So I log into a Solaris box, try to start Apache, and find that there is already a process listening on port 80, and it's not Apache. Our boxes don't have lsof installed, so I can't query with that. I guess I could do:
pfiles `ls /proc` | less
and look for "port: 80", but if anyone has a better solution, I'm all ears! Even better if I can look for the listening process without being root. I'm open to both shell and C solutions; I wouldn't mind having a little custom executable to carry with me for the next time this comes up.
Updated: I'm talking about generic installs of solaris for which I am not the administrator (although I do have superuser access), so installing things from the freeware disk isn't an option. Obviously neither are using Linux-specific extensions to fuser, netstat, or other tools. So far running pfiles on all processes seems to be the best solution, unfortunately. If that remains the case, I'll probably post an answer with some slightly more efficient code that the clip above.

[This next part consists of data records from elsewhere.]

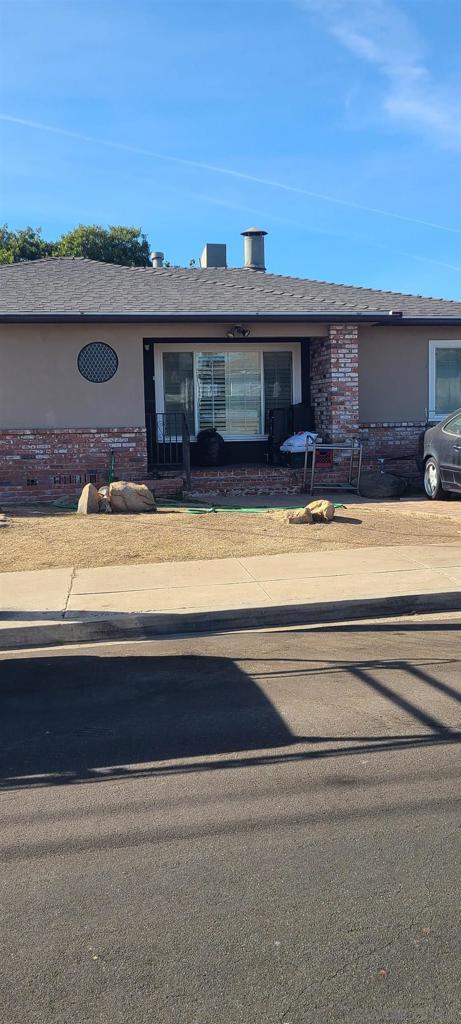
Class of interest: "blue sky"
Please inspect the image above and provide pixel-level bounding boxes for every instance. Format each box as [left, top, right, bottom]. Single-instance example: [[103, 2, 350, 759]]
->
[[0, 0, 461, 298]]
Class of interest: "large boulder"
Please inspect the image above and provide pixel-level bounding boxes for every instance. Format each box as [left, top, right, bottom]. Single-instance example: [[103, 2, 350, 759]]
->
[[77, 483, 100, 515], [306, 498, 335, 522], [359, 470, 407, 498], [109, 480, 157, 512]]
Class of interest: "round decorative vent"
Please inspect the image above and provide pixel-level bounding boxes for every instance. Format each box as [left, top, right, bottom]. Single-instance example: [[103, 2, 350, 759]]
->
[[77, 341, 119, 384]]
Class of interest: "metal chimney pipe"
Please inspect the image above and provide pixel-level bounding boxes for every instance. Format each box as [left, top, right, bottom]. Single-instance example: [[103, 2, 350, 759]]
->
[[242, 227, 267, 271]]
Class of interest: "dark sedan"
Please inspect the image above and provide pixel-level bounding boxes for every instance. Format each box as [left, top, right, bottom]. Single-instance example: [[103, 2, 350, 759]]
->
[[424, 409, 461, 499]]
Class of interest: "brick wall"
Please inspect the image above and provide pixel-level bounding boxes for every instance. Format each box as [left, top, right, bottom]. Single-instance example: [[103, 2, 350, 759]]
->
[[0, 427, 146, 504], [187, 466, 302, 496], [360, 420, 426, 481], [310, 324, 359, 441]]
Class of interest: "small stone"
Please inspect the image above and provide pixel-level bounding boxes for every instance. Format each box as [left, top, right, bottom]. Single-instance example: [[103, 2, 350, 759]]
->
[[77, 483, 99, 515]]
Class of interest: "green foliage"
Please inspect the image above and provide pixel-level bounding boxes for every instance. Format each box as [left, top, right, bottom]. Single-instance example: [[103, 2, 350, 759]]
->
[[0, 224, 54, 263], [0, 224, 151, 266], [55, 224, 151, 266]]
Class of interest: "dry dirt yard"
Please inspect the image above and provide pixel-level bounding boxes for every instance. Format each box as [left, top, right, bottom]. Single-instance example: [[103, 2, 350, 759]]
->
[[0, 502, 461, 572]]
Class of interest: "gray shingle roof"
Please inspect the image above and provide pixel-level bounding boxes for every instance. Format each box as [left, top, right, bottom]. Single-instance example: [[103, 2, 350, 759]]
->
[[0, 257, 461, 318]]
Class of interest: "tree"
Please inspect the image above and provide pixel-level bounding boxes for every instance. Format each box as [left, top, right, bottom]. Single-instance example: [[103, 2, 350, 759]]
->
[[55, 224, 151, 266], [0, 224, 54, 263]]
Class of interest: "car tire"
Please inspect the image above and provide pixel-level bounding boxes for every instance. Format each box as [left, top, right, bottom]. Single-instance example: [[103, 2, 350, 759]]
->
[[424, 456, 450, 502]]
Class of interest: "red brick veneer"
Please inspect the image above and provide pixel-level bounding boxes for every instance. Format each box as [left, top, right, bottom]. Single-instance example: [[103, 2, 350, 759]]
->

Mavroprovato's answer reports more than only the listening ports. Listening ports are sockets without a peer. The following Perl program reports only the listening ports. It works for me on SunOS 5.10.
#! /usr/bin/env perl
##
## Search the processes which are listening on the given port.
##
## For SunOS 5.10.
##
use strict;
use warnings;
die "Port missing" unless $#ARGV >= 0;
my $port = int($ARGV[0]);
die "Invalid port" unless $port > 0;
my @pids;
map { push @pids, $_ if $_ > 0; } map { int($_) } `ls /proc`;
foreach my $pid (@pids) {
open (PF, "pfiles $pid 2>/dev/null |")
|| warn "Can not read pfiles $pid";
$_ = <PF>;
my $fd;
my $type;
my $sockname;
my $peername;
my $report = sub {
if (defined $fd) {
if (defined $sockname && ! defined $peername) {
print "$pid $type $sockname\n"; } } };
while (<PF>) {
if (/^\s*(\d+):.*$/) {
&$report();
$fd = int ($1);
undef $type;
undef $sockname;
undef $peername; }
elsif (/(SOCK_DGRAM|SOCK_STREAM)/) { $type = $1; }
elsif (/sockname: AF_INET[6]? (.*) port: $port/) {
$sockname = $1; }
elsif (/peername: AF_INET/) { $peername = 1; } }
&$report();
close (PF); }
This is sort of an indirect approach, but you could see if a website loads on your web browser of choice from whatever is running on port 80. Or you could telnet to port 80 and see if you get a response that gives you a clue as to what is running on that port and you can go shut it down. Since port 80 is the default port for http traffic chances are there is some sort of http server running there by default, but there's no guarantee.
You might not want to, but your best bet is to grab the sunfreeware CD and install lsof.
Other than that, yes you can grovel around in /proc with a shell script.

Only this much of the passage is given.